Well our resident Webkit developer, Tomas Popela, has created a Chrome/Chromium extension which you can download from using this link.
To install it you need to go to the extensions page (chrome://extensions/) and enable ‘developer mode’. Once you have done that you can for instance drag and drop the created extension onto the Chrome extension page to install it. Once it is installed it will automatically create a desktop entry for any application you install from the Chrome store, using a nice looking icon. It will also remove the entry again once you uninstall the application.

Some screenshots of this feature in in action.

As you can see the ChromeApp is using its own image in the Shell activity menu and is session managed separately from a 'normal' Chrome window.

As you can see the ChromeApp is using its own image in the Shell activity menu and is session managed separately from a ‘normal’ Chrome window.

angrybird-activity

And you can search and find your Chrome Apps in the GNOME Shell activity overview just like any other application.

Unfortunately the shelf life of this extension is limited as its relying on Chrome supporting npapi, which it will stop doing in April according to current plans.
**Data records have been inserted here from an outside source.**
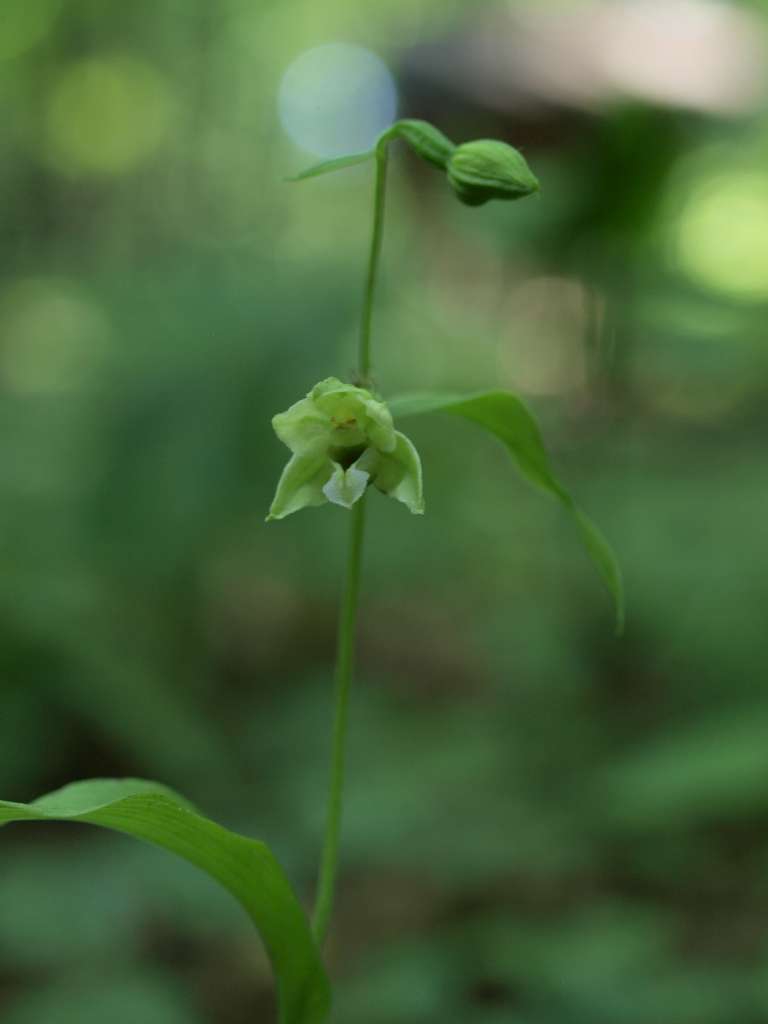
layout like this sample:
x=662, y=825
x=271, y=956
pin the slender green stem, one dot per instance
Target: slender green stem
x=344, y=669
x=373, y=262
x=348, y=617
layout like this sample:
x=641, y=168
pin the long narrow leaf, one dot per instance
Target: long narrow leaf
x=245, y=866
x=505, y=416
x=337, y=164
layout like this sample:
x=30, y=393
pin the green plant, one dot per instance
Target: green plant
x=342, y=438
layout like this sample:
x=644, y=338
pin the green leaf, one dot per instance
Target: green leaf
x=154, y=813
x=337, y=164
x=505, y=416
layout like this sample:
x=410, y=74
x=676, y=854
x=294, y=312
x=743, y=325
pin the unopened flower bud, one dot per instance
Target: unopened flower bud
x=426, y=140
x=487, y=169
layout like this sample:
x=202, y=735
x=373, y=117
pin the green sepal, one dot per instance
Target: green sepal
x=505, y=416
x=245, y=866
x=426, y=140
x=488, y=169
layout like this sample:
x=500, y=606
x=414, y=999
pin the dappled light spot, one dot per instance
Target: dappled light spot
x=722, y=236
x=24, y=24
x=107, y=116
x=337, y=98
x=53, y=336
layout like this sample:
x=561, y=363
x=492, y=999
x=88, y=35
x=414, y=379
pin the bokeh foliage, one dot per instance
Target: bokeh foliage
x=546, y=824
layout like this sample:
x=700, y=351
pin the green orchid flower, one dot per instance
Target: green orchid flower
x=342, y=439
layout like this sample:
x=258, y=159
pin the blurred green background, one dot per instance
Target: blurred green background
x=545, y=824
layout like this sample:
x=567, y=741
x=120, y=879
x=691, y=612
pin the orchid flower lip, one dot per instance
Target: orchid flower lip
x=343, y=439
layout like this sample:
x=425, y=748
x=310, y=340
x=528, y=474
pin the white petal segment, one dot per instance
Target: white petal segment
x=346, y=485
x=301, y=482
x=398, y=474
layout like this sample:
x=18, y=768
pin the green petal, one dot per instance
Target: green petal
x=398, y=474
x=356, y=416
x=378, y=424
x=301, y=483
x=346, y=485
x=302, y=426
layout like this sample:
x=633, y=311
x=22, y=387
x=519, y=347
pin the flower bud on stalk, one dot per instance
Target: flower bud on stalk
x=488, y=169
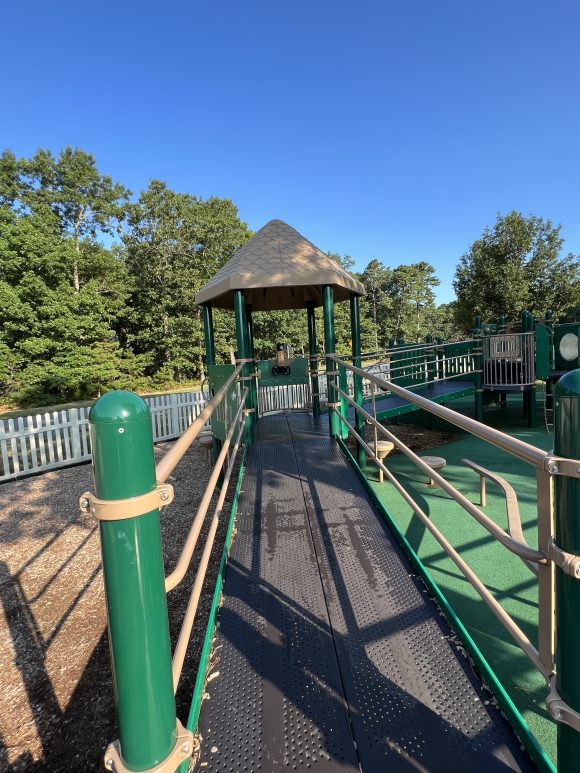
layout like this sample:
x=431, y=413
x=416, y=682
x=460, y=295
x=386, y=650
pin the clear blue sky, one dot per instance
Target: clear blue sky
x=392, y=129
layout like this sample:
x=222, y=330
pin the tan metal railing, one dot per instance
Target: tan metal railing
x=542, y=656
x=225, y=459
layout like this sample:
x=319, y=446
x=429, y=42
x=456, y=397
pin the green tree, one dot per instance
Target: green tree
x=412, y=296
x=174, y=245
x=516, y=265
x=376, y=279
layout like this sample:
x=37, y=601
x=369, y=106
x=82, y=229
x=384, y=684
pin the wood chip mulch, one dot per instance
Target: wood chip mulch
x=56, y=703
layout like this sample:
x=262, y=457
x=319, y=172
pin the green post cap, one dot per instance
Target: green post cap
x=119, y=406
x=568, y=385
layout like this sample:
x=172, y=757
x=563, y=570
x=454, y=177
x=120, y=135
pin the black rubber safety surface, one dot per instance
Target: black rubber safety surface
x=330, y=655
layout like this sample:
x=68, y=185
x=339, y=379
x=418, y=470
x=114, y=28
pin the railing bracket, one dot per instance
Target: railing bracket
x=568, y=562
x=119, y=509
x=559, y=709
x=556, y=465
x=185, y=745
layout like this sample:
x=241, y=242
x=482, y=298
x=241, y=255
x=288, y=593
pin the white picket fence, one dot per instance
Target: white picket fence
x=45, y=441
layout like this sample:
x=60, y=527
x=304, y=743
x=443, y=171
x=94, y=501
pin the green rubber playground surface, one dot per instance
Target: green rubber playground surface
x=513, y=585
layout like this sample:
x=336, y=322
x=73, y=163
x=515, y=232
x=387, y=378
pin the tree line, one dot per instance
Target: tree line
x=97, y=286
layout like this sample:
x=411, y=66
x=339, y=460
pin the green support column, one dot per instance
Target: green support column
x=210, y=359
x=329, y=348
x=124, y=466
x=312, y=345
x=343, y=384
x=567, y=506
x=358, y=388
x=243, y=353
x=253, y=396
x=479, y=367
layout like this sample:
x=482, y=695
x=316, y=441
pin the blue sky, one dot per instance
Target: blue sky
x=389, y=130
But we are trying to work with Google to see if we can make this standard functionality going forward.

For those interested you can find the source code here on github.

Enjoy!

9 thoughts on “Integrating Chrome Applications into your desktop

    • Hi Milozzy,
      can you specify please for what application you’ve got a double entry?
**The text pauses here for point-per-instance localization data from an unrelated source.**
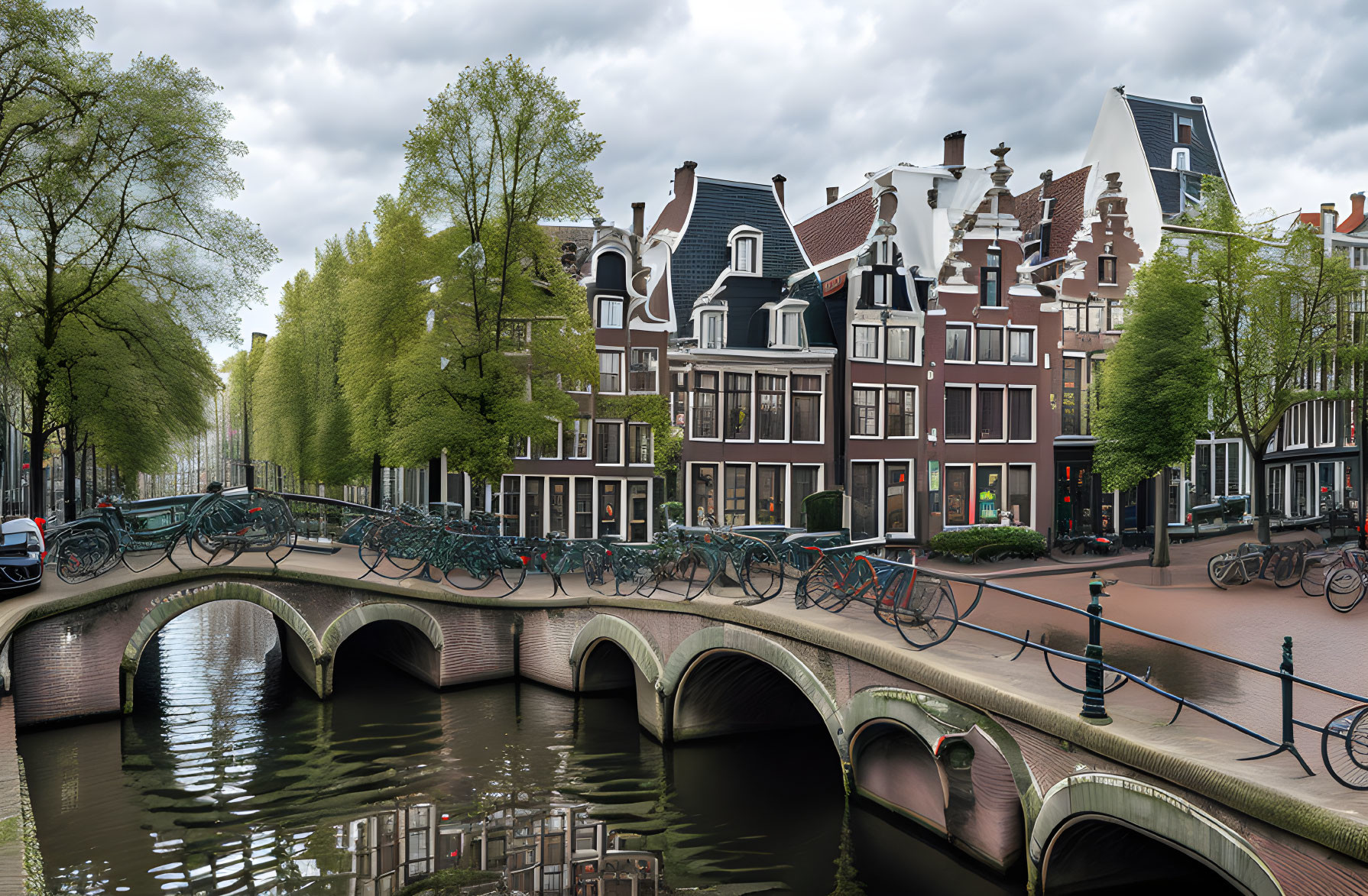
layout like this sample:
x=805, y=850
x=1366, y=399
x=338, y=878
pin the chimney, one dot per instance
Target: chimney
x=954, y=150
x=1328, y=218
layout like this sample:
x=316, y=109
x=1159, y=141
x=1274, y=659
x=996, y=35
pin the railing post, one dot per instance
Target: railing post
x=1094, y=697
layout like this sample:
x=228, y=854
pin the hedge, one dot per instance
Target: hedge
x=1018, y=539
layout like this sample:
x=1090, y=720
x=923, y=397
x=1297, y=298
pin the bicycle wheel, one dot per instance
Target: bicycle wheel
x=928, y=614
x=1344, y=587
x=762, y=576
x=83, y=555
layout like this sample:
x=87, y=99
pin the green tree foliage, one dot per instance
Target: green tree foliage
x=498, y=152
x=129, y=192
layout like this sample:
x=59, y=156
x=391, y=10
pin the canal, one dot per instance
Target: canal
x=230, y=778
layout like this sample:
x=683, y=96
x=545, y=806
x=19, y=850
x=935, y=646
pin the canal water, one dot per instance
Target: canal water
x=230, y=778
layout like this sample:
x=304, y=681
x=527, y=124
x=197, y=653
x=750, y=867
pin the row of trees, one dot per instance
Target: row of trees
x=1224, y=328
x=117, y=256
x=453, y=325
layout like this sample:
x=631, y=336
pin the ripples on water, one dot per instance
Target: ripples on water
x=230, y=778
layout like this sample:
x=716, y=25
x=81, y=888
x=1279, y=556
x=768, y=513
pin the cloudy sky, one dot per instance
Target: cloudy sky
x=325, y=91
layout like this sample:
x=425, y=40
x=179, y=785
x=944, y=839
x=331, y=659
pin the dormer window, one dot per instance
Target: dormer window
x=713, y=330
    • We will look into that too, we basically want to have a wide selection of software available on Fedora as possible.

      • Don’t Firefox apps have a higher priority? I mean, Firefox is open, you wouldn’t need an extension but you could upstream everything. And Firefox is the default Fedora browser.

        • Different people/teams inside the company working on Firefox and Webkit, so there is no direct prioritization conflict between the two.
          As for upstreaming everything, yes in theory we can and hopefully will, in practice we are already working on a couple of projects that are taking forever to upstream into Firefox due to lack of responsive upstream.

  1. What would it take to automatically notice the full set of Chrome apps installed in the browser and expose them all this way, including their existing icon?